Great breakthroughs in fields such as new product development are frequently achieved by avoiding surveys and committees altogether. Constant testing can lead to blandness and safety-first choices. In creative affairs, corporate brainstorming sessions usually end up with groupthink dullness, all originality squeezed out because of the fear of failure or through the influence of office politics. As Steve Jobs said: “It’s really hard to design products by focus groups. A lot of times, people don’t know what they want until you show it to them.” At Channel 4, many of the most brilliant and distinctive programme ideas during my time as chairman were pioneered by eccentric independent producers who were championed by renegade commissioners. Meanwhile expensive, mainstream concepts often flopped. Over the decades since I worked in advertising, I have sat in many focus groups and wondered about the quality and effectiveness of such qualitative research. After all, who submits to a two-hour discussion about brands of washing-up liquid? All too often, the answer is the lonely, the old, the unemployed, students and, most worrying of all, serial participants in search of the small stipend and free tea and biscuits. It is very hard to persuade a normal working person to attend such panels, but they are usually the target subjects. I worry that researchers who appear to succeed are too often the snazzy firms who trade in sexy stereotyping. They use phrases like “Inner City Adversity” and “Twilight Subsistence” to categorise and supposedly understand various imagined socioeconomic and demographic groups. I am unconvinced that this terminology and philosophy is especially practical and relevant for many companies. In my restaurants, the people who know our customers are not researchers but branch managers, who serve the public all day, every week. Our staff may not have the slick patter, but they have the frontline, first-hand knowledge.

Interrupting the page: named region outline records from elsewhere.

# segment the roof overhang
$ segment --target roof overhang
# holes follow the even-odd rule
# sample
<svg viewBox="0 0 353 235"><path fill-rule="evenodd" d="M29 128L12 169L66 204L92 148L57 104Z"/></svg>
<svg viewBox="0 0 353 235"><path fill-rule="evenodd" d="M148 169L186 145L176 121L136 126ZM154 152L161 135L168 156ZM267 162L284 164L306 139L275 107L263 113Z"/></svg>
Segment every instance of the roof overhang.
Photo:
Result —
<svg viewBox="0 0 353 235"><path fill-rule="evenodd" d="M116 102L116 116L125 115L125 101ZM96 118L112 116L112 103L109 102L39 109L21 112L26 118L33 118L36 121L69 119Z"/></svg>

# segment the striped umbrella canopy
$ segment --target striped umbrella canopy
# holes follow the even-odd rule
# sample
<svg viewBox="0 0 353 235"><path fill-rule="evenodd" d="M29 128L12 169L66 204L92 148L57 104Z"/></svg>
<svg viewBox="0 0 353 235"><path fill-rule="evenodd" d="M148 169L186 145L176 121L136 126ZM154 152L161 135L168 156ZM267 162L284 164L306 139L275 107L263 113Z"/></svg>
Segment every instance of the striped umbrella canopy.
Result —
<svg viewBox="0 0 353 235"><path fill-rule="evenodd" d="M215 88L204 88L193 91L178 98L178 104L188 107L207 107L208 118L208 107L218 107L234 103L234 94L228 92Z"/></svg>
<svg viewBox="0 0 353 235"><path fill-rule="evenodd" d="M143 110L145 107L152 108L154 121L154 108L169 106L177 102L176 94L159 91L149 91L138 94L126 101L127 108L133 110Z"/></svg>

Another unfortunate byproduct of the growth of research has been the increasing use of surveys by political and charitable organisations in their campaigns. Almost every day a pressure group gets publicity by publishing selective and scary conclusions about poverty, health, discrimination or other controversial issues. Journalists rarely question the study methods or validity of the results. Even if there were no errors in the sampling techniques, questionnaires or systems used, the media often over-simplify and exaggerate outcomes. Over-reliance on researchers means owners and managers are separated from the consumer. Successful entrepreneurs I know put more effort in talking to customers themselves, than they do working with costly experts who tell them what they should have learned long before.